For instance, on machine 1
cdo outputf,%5.3f,1 -fldmean -seltimestep,1,2,3 modis_gome2a_20070123_20211115.nc cdo(1) fldmean: Process started cdo(2) seltimestep: Process started 20.802 14.097 15.187 cdo(2) seltimestep: Processed 87483 values from 1 variable over 4 timesteps cdo(1) fldmean: Processed 87483 values from 1 variable over 3 timesteps cdo outputf: Processed 3 values from 1 variable over 3 timesteps [0.17s 40MB]
while on machine 2
cdo(1) fldmean: Process started cdo(2) seltimestep: Process started nan nan nan cdo(2) seltimestep: Processed 87483 values from 1 variable over 4 timesteps. cdo(1) fldmean: Processed 87483 values from 1 variable over 3 timesteps. cdo outputf: Processed 3 values from 1 variable over 3 timesteps [0.01s 37MB].

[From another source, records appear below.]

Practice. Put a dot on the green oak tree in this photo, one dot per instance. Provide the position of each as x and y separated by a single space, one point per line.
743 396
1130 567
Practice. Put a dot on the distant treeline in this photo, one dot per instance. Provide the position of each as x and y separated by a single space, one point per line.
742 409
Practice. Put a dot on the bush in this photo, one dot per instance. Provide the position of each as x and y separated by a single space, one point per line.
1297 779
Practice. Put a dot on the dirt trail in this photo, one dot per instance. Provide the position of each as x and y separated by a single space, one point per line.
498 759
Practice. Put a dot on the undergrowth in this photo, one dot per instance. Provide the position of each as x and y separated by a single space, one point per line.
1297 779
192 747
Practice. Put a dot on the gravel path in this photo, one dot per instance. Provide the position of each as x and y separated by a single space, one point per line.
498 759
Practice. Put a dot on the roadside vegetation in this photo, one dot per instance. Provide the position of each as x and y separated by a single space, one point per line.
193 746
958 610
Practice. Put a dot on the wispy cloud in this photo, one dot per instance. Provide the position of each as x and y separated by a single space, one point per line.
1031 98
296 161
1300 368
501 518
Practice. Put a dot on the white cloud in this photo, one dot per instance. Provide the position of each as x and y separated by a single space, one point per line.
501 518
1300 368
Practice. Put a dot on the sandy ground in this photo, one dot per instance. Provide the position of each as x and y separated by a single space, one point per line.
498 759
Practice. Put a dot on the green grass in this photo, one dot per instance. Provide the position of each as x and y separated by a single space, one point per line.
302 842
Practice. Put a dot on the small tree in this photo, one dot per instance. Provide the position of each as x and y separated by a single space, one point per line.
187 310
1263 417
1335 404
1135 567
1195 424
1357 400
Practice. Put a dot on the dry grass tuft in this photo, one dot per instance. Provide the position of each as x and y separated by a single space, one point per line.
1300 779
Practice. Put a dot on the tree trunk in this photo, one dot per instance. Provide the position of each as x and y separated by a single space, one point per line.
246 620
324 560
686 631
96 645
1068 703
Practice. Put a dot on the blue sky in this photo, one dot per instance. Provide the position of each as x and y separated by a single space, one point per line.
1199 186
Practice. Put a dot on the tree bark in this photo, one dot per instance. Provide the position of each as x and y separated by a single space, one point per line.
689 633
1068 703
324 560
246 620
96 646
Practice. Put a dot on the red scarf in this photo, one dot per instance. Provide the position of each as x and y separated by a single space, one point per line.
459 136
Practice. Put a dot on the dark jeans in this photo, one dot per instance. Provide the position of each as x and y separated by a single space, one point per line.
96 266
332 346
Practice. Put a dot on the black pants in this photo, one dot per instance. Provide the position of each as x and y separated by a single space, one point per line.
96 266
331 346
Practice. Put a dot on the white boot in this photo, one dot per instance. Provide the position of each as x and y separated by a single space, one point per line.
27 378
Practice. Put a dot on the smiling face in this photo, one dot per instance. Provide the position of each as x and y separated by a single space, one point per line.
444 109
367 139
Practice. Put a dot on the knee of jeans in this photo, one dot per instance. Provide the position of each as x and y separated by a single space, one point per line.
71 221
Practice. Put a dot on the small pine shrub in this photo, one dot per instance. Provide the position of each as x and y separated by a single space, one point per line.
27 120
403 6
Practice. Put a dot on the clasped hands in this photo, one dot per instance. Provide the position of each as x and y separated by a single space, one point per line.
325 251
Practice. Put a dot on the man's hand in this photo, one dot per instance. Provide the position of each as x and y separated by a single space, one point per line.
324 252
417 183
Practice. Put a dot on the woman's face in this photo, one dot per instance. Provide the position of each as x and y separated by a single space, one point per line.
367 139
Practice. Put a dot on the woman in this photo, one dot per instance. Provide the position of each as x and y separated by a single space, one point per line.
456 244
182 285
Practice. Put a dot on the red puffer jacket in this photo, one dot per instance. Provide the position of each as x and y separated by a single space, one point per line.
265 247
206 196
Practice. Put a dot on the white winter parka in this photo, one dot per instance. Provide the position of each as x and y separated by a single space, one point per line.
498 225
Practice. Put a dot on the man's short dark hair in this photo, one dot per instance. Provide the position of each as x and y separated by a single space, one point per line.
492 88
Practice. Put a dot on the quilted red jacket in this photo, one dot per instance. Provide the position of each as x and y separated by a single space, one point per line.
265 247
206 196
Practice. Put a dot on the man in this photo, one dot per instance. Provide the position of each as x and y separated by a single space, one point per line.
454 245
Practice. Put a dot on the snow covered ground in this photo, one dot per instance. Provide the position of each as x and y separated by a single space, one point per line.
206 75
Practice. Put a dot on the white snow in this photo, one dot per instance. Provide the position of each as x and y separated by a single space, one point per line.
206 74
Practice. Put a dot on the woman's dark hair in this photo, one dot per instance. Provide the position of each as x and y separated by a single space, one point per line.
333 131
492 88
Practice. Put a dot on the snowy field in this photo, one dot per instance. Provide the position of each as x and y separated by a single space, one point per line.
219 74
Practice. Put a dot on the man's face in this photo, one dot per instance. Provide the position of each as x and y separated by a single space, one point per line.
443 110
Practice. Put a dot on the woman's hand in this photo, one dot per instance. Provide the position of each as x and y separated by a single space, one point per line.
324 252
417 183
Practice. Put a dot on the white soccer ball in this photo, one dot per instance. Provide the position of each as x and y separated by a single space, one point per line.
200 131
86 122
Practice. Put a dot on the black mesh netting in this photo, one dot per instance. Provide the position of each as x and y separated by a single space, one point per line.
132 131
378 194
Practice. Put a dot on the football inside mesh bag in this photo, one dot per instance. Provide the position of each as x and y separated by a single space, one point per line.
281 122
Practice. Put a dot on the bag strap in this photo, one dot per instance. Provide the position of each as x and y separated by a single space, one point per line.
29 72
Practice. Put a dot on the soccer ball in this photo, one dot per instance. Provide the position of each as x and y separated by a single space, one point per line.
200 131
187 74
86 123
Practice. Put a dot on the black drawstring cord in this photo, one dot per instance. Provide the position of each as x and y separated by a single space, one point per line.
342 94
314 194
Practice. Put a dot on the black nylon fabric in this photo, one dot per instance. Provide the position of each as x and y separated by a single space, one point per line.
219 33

Operators like setrtomiss, setvrange do not sort any difference in the computations.
I am puzzled: why should CDO compute different results if the file is exactly the same and/or treat NaNs differently on different machines?

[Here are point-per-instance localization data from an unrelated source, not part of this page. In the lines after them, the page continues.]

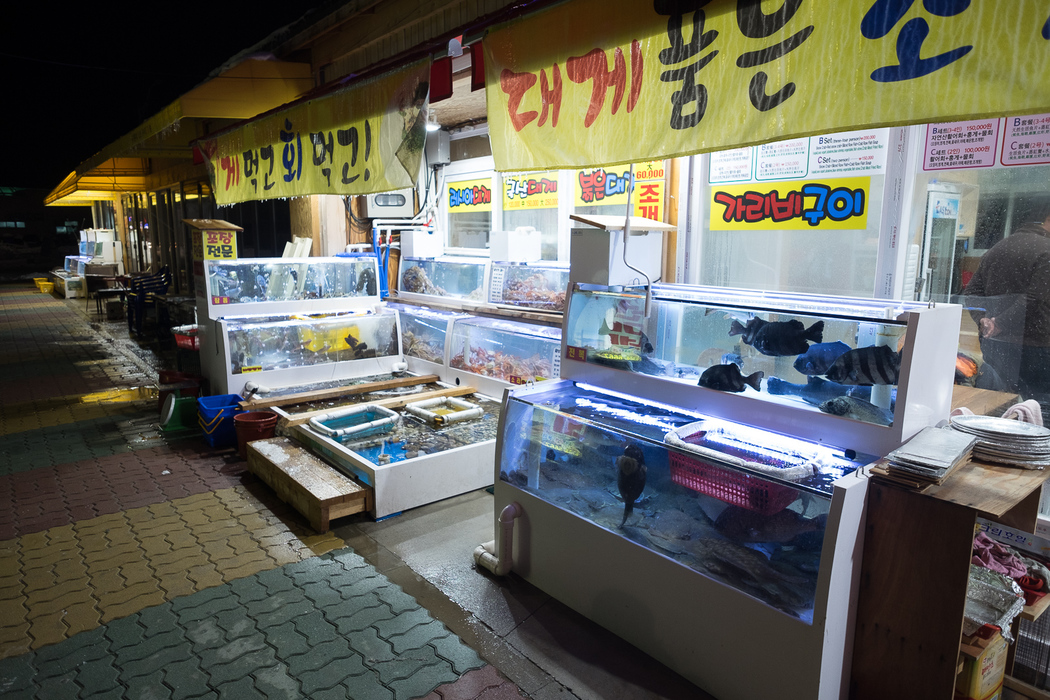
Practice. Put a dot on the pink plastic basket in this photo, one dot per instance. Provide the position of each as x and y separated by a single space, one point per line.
728 485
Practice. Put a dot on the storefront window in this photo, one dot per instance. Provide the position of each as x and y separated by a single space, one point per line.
800 215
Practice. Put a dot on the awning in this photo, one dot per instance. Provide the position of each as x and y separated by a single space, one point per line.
249 88
356 138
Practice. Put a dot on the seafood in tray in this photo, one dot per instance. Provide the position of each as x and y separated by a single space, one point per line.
502 365
508 351
462 278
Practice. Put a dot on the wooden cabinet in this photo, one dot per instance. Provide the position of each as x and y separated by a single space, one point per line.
915 571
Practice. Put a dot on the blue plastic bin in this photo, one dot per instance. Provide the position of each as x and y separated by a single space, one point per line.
215 418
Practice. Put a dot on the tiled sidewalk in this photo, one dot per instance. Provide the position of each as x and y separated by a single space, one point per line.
138 565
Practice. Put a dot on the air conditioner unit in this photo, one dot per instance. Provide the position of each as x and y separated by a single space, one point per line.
399 204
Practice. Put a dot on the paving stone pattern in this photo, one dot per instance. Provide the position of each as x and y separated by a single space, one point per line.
135 564
329 627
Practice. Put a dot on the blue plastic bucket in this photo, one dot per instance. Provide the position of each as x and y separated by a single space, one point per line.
215 418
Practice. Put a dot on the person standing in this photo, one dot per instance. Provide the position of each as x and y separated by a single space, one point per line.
1013 322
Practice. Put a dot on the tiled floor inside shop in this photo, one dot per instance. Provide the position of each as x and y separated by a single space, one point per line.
137 564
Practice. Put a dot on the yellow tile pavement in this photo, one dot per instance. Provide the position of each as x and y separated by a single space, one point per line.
71 578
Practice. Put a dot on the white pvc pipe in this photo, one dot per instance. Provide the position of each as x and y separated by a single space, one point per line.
500 559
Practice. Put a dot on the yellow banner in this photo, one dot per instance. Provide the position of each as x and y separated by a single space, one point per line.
368 138
832 204
469 195
530 191
586 83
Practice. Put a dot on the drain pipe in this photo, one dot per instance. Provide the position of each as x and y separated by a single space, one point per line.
499 559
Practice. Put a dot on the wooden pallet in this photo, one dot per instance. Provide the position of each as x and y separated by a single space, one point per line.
307 483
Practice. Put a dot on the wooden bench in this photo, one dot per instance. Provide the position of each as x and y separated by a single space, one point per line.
141 296
306 483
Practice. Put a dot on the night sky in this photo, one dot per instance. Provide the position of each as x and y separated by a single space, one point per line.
75 79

On machine 1 I have the following CDO installation
Climate Data Operators version 2.1.0 (https://mpimet.mpg.de/cdo) System: x86_64-conda-linux-gnu CDI data types: SizeType=size_t CDI file types: srv ext ieg grb1 grb2 nc1 nc2 nc4 nc4c nc5 nczarr CDI library version : 2.1.0 cgribex library version : 2.0.2 ecCodes library version : 2.27.0 NetCDF library version : 4.8.1 of Aug 13 2022 00:35:58 $ HDF5 library version : 1.12.2 threadsafe exse library version : 1.4.2 FILE library version : 1.9.1
On machine 2 I have the following CDO installation
Climate Data Operators version 2.0.5 (https://mpimet.mpg.de/cdo) System: x86_64-conda-linux-gnu CDI data types: SizeType=size_t DateType=int64_t CDI file types: srv ext ieg grb1 grb2 nc1 nc2 nc4 nc4c nc5 CDI library version : 2.0.5 cgribex library version : 2.0.1 ecCodes library version : 2.26.0 NetCDF library version : 4.8.1 of Apr 25 2022 17:43:42 $ hdf5 library version : 1.12.1 threadsafe exse library version : 1.4.2 FILE library version : 1.9.1
If any good Samaritan wants to give it a look, I attach the first three time steps of the stack. For the time being I run computations on the machine giving me real results and not nans but it is not a good feeling when the numerics behaves differently across platforms.
Thanks and cheers
Luca
modis-t123.nc (374 KB) modis-t123.nc | First three timesteps of a bigger stack |
Replies (3)
RE: CDO computes different results on two different machines from same file - Added by Uwe Schulzweida about 2 years ago
Hello Luca
The missing value in the data is -9999. In addition, there are some values in the data that are NaN. Such undefined values lead to undefined results in calculations. NaNs are handled correctly in CDO only if it is the missing value.
A workaround for this case is either convert all NaNs to missing values
cdo outputf,%5.3f,1 -fldmean -seltimestep,1,2,3 -setctomiss,nan modis_gome2a_20070123_20211115.ncor set the missing value to NaN
cdo outputf,%5.3f,1 -fldmean -seltimestep,1,2,3 -setmissval,nan modis_gome2a_20070123_20211115.ncCheers, Uwe
RE: CDO computes different results on two different machines from same file - Added by Luca Lelli about 2 years ago
Hello Uwe,
thanks. I confirm that both approaches deliver the correct and expected outcome.
Just out of curiosity, I wonder why nan is interpreted as missing_value on machine 1 and not on machine 2.
Cheers
Luca
RE: CDO computes different results on two different machines from same file - Added by Uwe Schulzweida about 2 years ago
I was just wondering that myself. For perfromance reasons, we have two branches for calculations. One for data with missing values and one without. Since CDO version 2.0.6 a new branch has been added. This is for data with missing values, if this is not NaN. This branch seems to give correct results for the present case. I would see this more as a coincidence.